Pippo Delbono : Le théâtre dans la peau
Scène

Pippo Delbono : Le théâtre dans la peau

Pippo Delbono nous invite pour une promenade en famille avec ses Récits de juin, un solo à l’image du metteur en scène et acteur qui a les deux pieds sur terre et la tête baignée de poésie.

Amis, parents, acteurs et poètes: la grande communauté d’êtres qui compose l’univers du grand dramaturge italien ne connaît pas de frontière. Son théâtre démocratique en témoigne. Après avoir séduit le public avec Questo Buio Feroce en 2009, Delbono revient enchanter les Montréalais. Au bout du fil, il se livre généreusement dans un français éloquent au sujet de ce spectacle autobiographique. "C’est un solo qui retrace le parcours d’une vie de théâtre, de luttes, de maladie, de vie, de mort et de rencontres. Je raconte ma façon d’être entré dans le théâtre, dans l’amour et comment certains poètes m’ont montré la vie, m’ont contaminé pour se fondre en moi. Les paroles de Shakespeare, Sarah Kane et Rimbaud sont des paroles qui changent la vie. C’est une façon de lire le théâtre avec la vie."
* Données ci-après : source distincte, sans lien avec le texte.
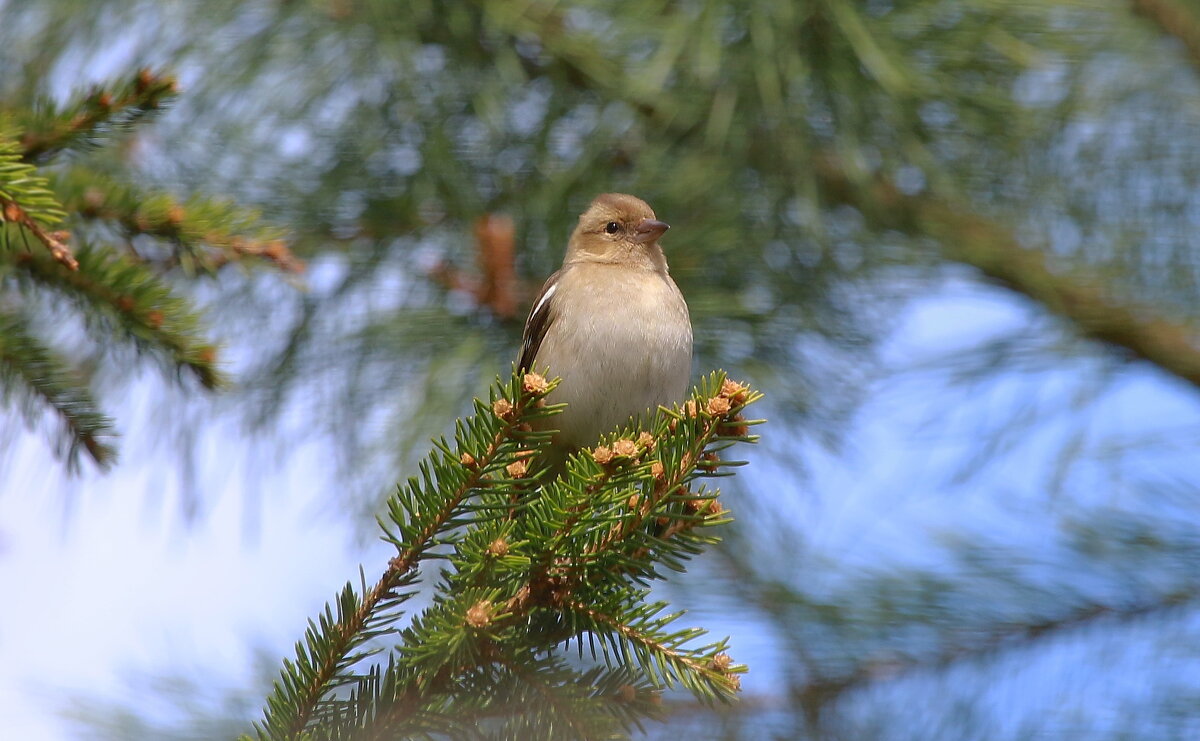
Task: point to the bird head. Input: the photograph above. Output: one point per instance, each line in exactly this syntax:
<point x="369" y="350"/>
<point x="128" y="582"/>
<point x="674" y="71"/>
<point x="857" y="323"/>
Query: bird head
<point x="618" y="228"/>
Autobiographique sans suivre le modèle habituel de la biographie, Récits de juin est le voyage d’une vie déclinée en images et en gestes tirés de son monde intérieur. "Je vis en Italie où tous les jours, on sait ce que fait Berlusconi, avec qui il couche, etc. Ces autobiographies centrées sur la normalité banale nous envahissent. On regarde l’extérieur, mais pas souvent l’intérieur de soi-même. Le théâtre, comme la musique, la poésie et la danse sont des expressions qui puisent dans l’autobiographie liée au corps qui raconte parfois beaucoup plus que les paroles."

Dans un dispositif des plus dépouillé, sans décor, ni costume, Delbono met sa vie à nu, refaisant son parcours semé de joies et de douleurs. "Il y a des choses dramatiques mais aussi très drôles dans ce spectacle. C’est peut-être le spectacle le plus comique que j’aie fait."

Le dramaturge rend aussi hommage aux gens de la marge qui ont inspiré son théâtre atypique. "Dans ma compagnie, les gens de condition humaine et physique diverses se mélangent." Il y a Bobo, cet homme sourd et muet qu’il a rencontré dans un hôpital psychiatrique qui est devenu son acteur fétiche, mais aussi un vieux, un clochard, des danseurs. "Ma compagnie est une communauté de gens différents qui se regardent. Le théâtre, c’est la rencontre avec l’être humain différent", affirme-t-il. Récits de juin est aussi un manifeste, "une autre façon de mettre le pied dans le théâtre." Et si on lui demande comment il montrerait à un jeune à sauter dans l’arène théâtrale, il répond: "à 100%, sans limites, mais avec les pieds au sol pour qu’il ne s’éloigne jamais de la réalité des choses. Les artistes doivent être à côté des gens, dans le camp de la bataille, sinon, ils ne communiquent qu’entre eux et ne parlent plus à l’autre." Et ça, ce serait catastrophique pour le grand humaniste du théâtre italien.